All this at a time when America’s western allies had not given up hope that Biden’s victory over Donald Trump would help reset the global clock on Iran for the better. They were hoping that they could sit with Tehran to re-work the deal to end Iran’s ambitions of acquiring nuclear weapons through peaceful, negotiated means.

What makes the current Iranian situation bad, or from bad to worse, is the presence of relative peace elsewhere in the neighbourhood. Though under the ‘despicable’ Taliban, with its own hijab law and worse, Afghanistan is in relative peace after decades of war, violence and non-governance. Biden’s talk about freeing Iran from the hijab ban and by extension, the ruling mullahs, can sound uncomfortable and unwelcome in Afghanistan. And any fresh trouble in Afghanistan or Iran can affect peace in the region. India will not be left out.

This is not to mention the relative quiet in the rest of West Asia, even if like the graveyard kind. Israel continues to poke and provoke Palestinians to secure itself, but there has been a near-nil regional or global reaction in recent months and years. Syria, where a multilateral war was raging, has been silent for some time. The IS, though not out, is down, just for now. This is as far as the situation in the west of India and South Asia goes.

All these old and new tensions are again building up around India, with the Tawang crisis, or not too far away from India, with the Ukraine war raging on. There is no sight of an early end, militarily or through negotiations. Though the economic fallout of the war has been global, with the Third World’s post-Covid recovery affected, the war itself has become more or less localised.

In the decades after the Second World War, the West ensured that wars did not hit their gates, or so it seemed. Looking closely at every major war, even those that did not involve India-China and India-Pakistan were inching closer to the subcontinent. There was the Korean War (1950–53), followed by the longish Vietnam War (1955–75), the Iranian Revolution (1978–79), the Iran-Iraq War (1980-88), the Soviet occupation of Afghanistan (1979–89), and the two Gulf Wars (in 1990–91 and 2003–11 respectively)—each of them bringing military tensions closer to India.
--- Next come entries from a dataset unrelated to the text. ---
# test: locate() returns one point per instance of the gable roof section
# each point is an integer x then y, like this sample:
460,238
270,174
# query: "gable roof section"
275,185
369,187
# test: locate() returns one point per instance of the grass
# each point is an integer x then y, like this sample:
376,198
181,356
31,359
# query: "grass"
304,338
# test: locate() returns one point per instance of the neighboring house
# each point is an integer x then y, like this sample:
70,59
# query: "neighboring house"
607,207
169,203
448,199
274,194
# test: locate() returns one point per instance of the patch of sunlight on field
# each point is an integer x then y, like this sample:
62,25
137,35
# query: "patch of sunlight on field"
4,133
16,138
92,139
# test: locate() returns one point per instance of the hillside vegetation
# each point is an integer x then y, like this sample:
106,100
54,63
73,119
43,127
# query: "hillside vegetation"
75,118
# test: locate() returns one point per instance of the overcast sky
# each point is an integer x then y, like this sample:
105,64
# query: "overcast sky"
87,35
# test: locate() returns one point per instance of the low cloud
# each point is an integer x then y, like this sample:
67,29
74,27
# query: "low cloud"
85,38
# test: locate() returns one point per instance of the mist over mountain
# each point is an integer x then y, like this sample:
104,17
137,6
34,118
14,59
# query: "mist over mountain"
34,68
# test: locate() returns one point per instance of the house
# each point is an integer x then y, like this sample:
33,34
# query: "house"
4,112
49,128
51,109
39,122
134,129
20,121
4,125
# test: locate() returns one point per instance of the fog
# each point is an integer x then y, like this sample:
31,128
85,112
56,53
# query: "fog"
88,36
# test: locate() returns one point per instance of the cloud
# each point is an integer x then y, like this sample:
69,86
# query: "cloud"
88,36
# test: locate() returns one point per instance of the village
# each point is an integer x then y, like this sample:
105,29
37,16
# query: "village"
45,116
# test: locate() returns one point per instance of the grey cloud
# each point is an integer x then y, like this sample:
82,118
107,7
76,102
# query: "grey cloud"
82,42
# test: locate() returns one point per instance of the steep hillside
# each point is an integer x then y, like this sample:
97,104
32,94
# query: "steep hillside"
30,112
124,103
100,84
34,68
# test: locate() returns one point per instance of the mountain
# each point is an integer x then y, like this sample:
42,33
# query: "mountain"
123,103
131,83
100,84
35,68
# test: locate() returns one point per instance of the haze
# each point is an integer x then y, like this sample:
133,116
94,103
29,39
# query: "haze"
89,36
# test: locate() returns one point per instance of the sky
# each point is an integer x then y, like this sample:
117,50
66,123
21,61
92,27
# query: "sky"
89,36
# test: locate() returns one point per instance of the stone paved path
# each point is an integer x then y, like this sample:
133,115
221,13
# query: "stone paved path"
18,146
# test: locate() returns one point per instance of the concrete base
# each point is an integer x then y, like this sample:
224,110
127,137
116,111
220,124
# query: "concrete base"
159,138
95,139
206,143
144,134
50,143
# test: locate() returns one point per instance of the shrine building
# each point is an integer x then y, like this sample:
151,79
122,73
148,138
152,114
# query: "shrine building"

The world has understood the Cold War as an unfought battle between two nations perceived as equals. Post-Cold War, there have been multiple flashpoints and firing lines where the not-so-benign presence of the US, whether direct or by proxy, can be felt.

Instead, the US seems to be keen on keeping the world unipolar, the attempt having failed once after the ‘Clash of Civilisations’ and Islamic terrorism refused to behave as anticipated.

Yes, China has to be stopped on its track to acquire superpower status, but NATO and India should tell the US that this “unfinished task” should be its main agenda. Any deviation would have independent consequences for other regions of the world, beginning with Asia/South Asia, where India’s concerns and consequences would only mount.